El hábito hace al Lama

10-Abril-2008 · Imprimir este artículo

Por Paco Obrer

Aunque a simple vista parece un funcionario del bien, dirige, con hilos invisibles, la resistencia de una nación invadida y sojuzgada.

Cuando tenía dos años, un feúcho y pequeño campesino fue reconocido como la reencarnación del anterior Dalai, que no es otra cosa, al parecer, que una emanación de avalokitesvara o el Buda de la compasión. Vaya cacao maravillao.

Sobre la técnica de buscar reencarnados podría escribirse un divertido tratado. La reencarnación para los españoles es como la Lotería de Navidad: aquí nos gustaría reencarnarnos por peñas o por bares, un poco en forma de tribu, que es como ir al cielo de excursión en un autobús de la UGT.

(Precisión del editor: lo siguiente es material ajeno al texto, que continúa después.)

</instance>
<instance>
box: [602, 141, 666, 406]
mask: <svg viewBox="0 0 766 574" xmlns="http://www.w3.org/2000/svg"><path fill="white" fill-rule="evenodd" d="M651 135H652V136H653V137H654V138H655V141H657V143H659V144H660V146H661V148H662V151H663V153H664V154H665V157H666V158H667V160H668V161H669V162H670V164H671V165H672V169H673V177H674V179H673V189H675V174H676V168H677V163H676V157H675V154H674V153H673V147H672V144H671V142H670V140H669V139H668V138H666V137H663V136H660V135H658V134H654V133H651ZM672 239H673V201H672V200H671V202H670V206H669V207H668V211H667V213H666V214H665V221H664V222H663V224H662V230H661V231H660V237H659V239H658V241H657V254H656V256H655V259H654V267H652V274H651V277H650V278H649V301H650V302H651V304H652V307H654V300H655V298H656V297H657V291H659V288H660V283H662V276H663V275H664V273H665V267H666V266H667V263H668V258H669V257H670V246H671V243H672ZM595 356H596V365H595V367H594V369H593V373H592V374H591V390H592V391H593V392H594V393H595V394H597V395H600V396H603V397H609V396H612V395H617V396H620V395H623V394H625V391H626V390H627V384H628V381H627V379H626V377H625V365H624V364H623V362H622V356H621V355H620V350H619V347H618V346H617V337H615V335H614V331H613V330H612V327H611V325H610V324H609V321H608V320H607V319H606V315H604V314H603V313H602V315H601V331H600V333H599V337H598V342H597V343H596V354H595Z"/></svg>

Dicen que este señor se ha reencarnado para servir a todos los seres “sintientes”. Un poco servicial sí que resulta, pero el hombre debe de tener su genio para aguantar lo que aguanta.
Poner siempre buena cara es algo que ninguna escuela de restauración del mundo ha conseguido. A eso me refería con lo de que el hábito hace al Lama. Así como muchos presbíteros ingleses son sospechosos de la Interpol y sudan semen a menudo, los lamas tienen un aire distinto y parece que lo suyo va en serio. Aquel patito feo es hoy Su Santidad.

En España no interesa demasiado eso de la espiritualidad, que para nosotros es un sucedáneo para marquesonas y visionarios. A base de obedecer, producir y ver la tele, hemos convertido al alma en un filete de pollo de Pascual hermanos.

Comenzamos domesticando a los herejes priscilianistas y hemos terminado por ser el pueblo más hipotecado del mundo, pero aquí viene el Dalai a vender simpatía para liberar a su peña y, de paso, ayudarnos un poco, que falta nos hace, aunque nadie lo reciba.

Mientras en el Tíbet se sigue torturando y reprimiendo en nombre de la Revolución y del progreso, los demás países miran para otro lado y continúan comprándoles todo a un euro a los invasores. Ahora que el Dalai se nos ha hecho demócrata ya no existe la excusa de que allí mandaba un señorito andaluz para justificar el genocidio maoísta. El techo del mundo está lleno de demonios invasores que prometían la reforma agraria y se han dedicado a llenar de todo a cien y puti-clubs rojocapitalistas.

En un mundo de imágenes como éste, el Dalai parece un vendedor de perfumes o un exiliado de Loewe. La zapatería de mi calle ha llenado el escaparate de budas y botas de cocodrilo sintético, y hoy me han conformado que los vejetes del Inserso están haciendo meditación y yoga en masa en las instalaciones municipales. Esto de la Nueva Era es una plaga curiosa donde lo único que parece como de verdad es el Dalai Lama.

El sesudo de las religiones Mircea Eliade decía que la diáspora de los tibetanos se podía comparar con la llegada a Occidente de los sabios de Constantinopla. Algo de eso hay, ha decir de las colas y enchufes necesarios para poder entrar en una conferencia de Su Santidad. El budismo crece como higiene del mundo, pero llega quizá tarde.

A Su Santidad se le ve con esa cara de funcionario del bien aguantando al personal, y no se sabe si está contando moscas o pensando en el Nirvana.